Except April 2021, the cross has been painting red itself since last October. It means nine out ten months, the price ended lower, except August. Last week the cross briefly fell to as low as 0.8450 but managed to close at 0.8500.
Technical traders are keeping a close eye between 0.8500-0.8400 levels. A breakdown and close below means we are sliding towards the 0.8300-0.8275 range.
Data review:
UK gross domestic product is estimated to have increased by 4.8% in Quarter 2 (Apr to June) 2021, as per the latest ONS data. The latest growth was largely driven by a strong rebound in consumption expenditure as Covid-19 restrictions were gradually lifted. Most of the rapid rise in GDP is due to services output which increased by 5.8% in 2Q while growth in production output was much weaker with 0.5%.

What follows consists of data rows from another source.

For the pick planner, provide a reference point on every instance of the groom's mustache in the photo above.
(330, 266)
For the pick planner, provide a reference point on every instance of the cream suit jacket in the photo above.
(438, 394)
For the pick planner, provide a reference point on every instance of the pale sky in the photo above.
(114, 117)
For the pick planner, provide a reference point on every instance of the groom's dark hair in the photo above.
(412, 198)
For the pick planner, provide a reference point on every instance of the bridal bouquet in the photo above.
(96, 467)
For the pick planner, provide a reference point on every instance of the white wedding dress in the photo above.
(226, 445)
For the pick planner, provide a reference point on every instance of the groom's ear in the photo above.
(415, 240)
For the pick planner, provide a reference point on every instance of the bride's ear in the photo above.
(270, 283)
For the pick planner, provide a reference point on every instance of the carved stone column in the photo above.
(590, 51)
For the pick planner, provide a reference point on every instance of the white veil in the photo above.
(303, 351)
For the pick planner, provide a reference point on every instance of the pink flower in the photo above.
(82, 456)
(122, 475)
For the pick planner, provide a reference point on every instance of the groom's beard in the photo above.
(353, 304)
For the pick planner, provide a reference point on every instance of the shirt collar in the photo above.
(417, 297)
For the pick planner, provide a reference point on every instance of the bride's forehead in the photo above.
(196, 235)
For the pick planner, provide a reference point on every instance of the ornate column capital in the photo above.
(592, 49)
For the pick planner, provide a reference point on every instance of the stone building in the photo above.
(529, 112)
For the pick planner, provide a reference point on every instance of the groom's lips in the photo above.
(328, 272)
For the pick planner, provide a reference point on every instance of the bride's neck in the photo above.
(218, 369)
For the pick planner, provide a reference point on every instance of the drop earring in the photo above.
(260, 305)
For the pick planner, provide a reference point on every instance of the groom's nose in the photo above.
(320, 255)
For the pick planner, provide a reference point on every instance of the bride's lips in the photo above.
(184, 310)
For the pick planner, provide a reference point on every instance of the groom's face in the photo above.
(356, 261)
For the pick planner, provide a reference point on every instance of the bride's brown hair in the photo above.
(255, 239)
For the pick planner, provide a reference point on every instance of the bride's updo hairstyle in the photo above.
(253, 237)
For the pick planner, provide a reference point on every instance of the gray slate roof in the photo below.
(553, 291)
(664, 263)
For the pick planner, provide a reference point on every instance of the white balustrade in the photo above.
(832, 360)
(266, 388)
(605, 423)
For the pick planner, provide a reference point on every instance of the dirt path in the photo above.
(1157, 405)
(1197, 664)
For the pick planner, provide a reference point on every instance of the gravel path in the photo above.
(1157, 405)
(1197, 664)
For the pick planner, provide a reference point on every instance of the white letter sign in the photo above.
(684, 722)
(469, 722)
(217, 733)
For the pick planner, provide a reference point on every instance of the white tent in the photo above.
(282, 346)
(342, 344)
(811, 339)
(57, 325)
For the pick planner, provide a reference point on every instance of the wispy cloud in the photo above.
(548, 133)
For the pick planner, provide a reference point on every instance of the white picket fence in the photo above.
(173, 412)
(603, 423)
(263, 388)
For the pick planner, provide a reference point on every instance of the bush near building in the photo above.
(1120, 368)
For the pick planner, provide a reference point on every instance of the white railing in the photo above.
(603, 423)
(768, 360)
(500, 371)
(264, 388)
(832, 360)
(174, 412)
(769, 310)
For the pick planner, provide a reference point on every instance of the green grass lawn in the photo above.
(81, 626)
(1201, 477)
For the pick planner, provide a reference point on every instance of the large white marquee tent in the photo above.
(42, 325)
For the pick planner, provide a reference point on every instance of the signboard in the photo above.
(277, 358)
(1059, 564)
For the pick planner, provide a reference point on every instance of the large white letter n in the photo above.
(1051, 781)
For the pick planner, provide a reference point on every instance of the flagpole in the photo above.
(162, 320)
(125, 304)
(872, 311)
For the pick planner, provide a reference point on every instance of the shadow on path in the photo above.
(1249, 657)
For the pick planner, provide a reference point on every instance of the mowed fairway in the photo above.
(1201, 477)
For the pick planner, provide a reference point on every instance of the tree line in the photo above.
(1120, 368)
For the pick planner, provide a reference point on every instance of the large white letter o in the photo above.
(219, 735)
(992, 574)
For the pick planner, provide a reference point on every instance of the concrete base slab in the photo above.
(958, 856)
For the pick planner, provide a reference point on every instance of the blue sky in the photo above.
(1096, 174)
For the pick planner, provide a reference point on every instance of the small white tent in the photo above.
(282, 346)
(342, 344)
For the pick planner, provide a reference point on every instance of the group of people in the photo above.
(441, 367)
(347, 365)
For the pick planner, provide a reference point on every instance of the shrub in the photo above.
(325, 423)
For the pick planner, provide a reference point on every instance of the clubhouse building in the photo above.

Looking at the real GDP number in Q2, compared to the US during the UK experienced the largest increase in real GDP.
Commenting on the Q2 number Dr. Hande Küçük Deputy Director – Macroeconomic Policy, said, “GDP increased by 4.8 percent in the second quarter of 2021, in line with our GDP tracker a month ago.”
Looking forward into Q3, the current boom is to set slow, as per the NIESR report.
GBP positioning:
We may see some unwinding of those freshly built long positions in the next CFTC positioning report, as the bullish sentiment on the pound eased last week and EUR/GBP climbed back above the 0.8500 level. This week, we see room for EUR/GBP to rejoin a downward-sloping trend below 0.8500, as per ING.
It is important to always keep in mind the risks involved in trading with leveraged instruments.